BMW has taken much heat, these past few years, for creating odd-ball cars that fill niches that BMW themselves seem to have created. For example; BMW created the X6, a “Sports Activity Coupe”, a car segment which, until then, didn’t exist.
Now, say what you will about the X6, but sales of it skyrocketed, regardless of the fact that it was hopelessly impractical, and wasn’t really any good at being an SUV or a sports car or even a luxury, for that matter. People seemed to love it. Yet, enthusiasts were bemoaning the fact that BMW was straying from its roots and answering questions nobody had asked. BMW’s had both success (X6, 6 Series Gran Coupe) and failure (5 Series GT) with this approach, and is continuing this, niche creating, trend today. Are the folks in Munich genius’ or madmen?
BMW’s most recent attempt at this has been the X4, a car that while actually quite good, is creating a lot of head-scratching in the motoring world. Many publications, like Car and Driver and Motor Trend, seem to think that, while not bad, the car just doesn’t have a real purpose. By real world, actual vehicle usage, it doesn’t. But what it does do is create a want. People want something different and weird and cool, regardless of its obvious irrelevance.

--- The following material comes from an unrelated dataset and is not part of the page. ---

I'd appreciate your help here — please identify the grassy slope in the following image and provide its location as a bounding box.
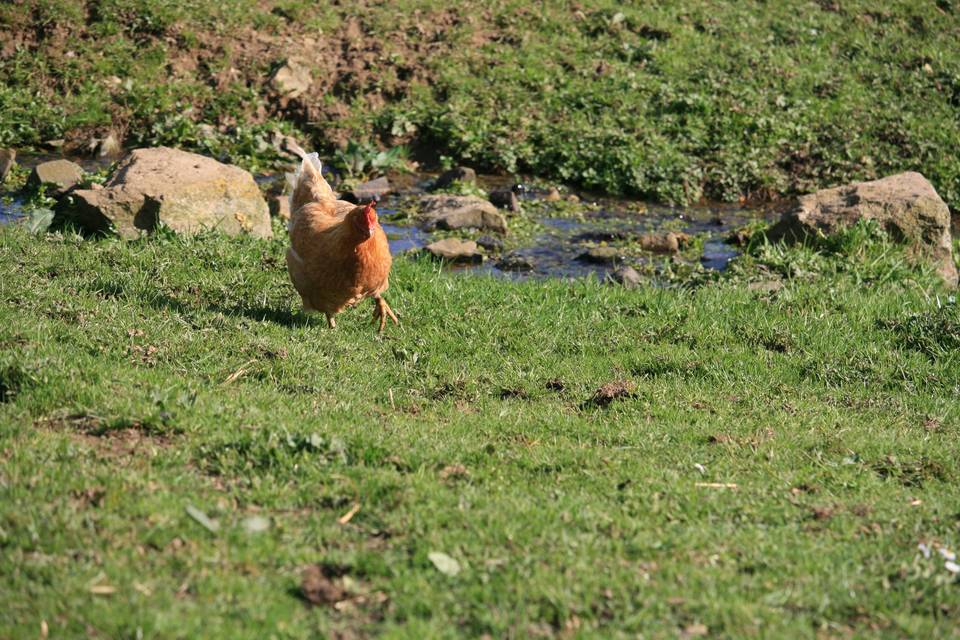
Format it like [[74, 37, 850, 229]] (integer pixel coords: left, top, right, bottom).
[[0, 0, 960, 209], [0, 222, 960, 638]]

The X3 is easily more practical and useful, while the 3 Series is the far better performer, but the X4 seems to blend both. Something of that nature had never existed before and until now people never knew that’s what they wanted. BMW created that want. Henry Ford once said “If I had asked people what they wanted, they would have said faster horses.”. People don’t know what they want until you show them.
Customers aren’t the only ones who are taking notice, either. News has just broke about Mercedes-Benz making a, X6-fighting, GLE Class. BMW also created the X1 which, despite me liking it quite a bit, isn’t any more practical or useful than a 3 Series Wagon, yet it prompted Audi and Mercedes to create the Q3 and GLA Class, respectively. So, obviously, what BMW is doing works well enough to create competitive segments.
I’ll admit, I was one of those pitchfork-holding enthusiasts, claiming BMW is losing sight of what they do best. But then I realized that BMW is making a boatload of cash selling these impractical-yet-interesting, niche-creating cars. And with all of that money, they can afford to create some of the best performance cars on the road (2 Series, M3/M4, M6 Gran Coupe) and develop some of the most technologically advanced, ecologically-minded cars (i3/i8). So my hope is that, despite some of the silliness that can come out of this trend, it continues. This way BMW can afford to make the cars that matter to enthusiast while simultaneously creating the future.
Despite the bemoaning of enthusiasts and journalists, BMW may just be a bunch of geniuses.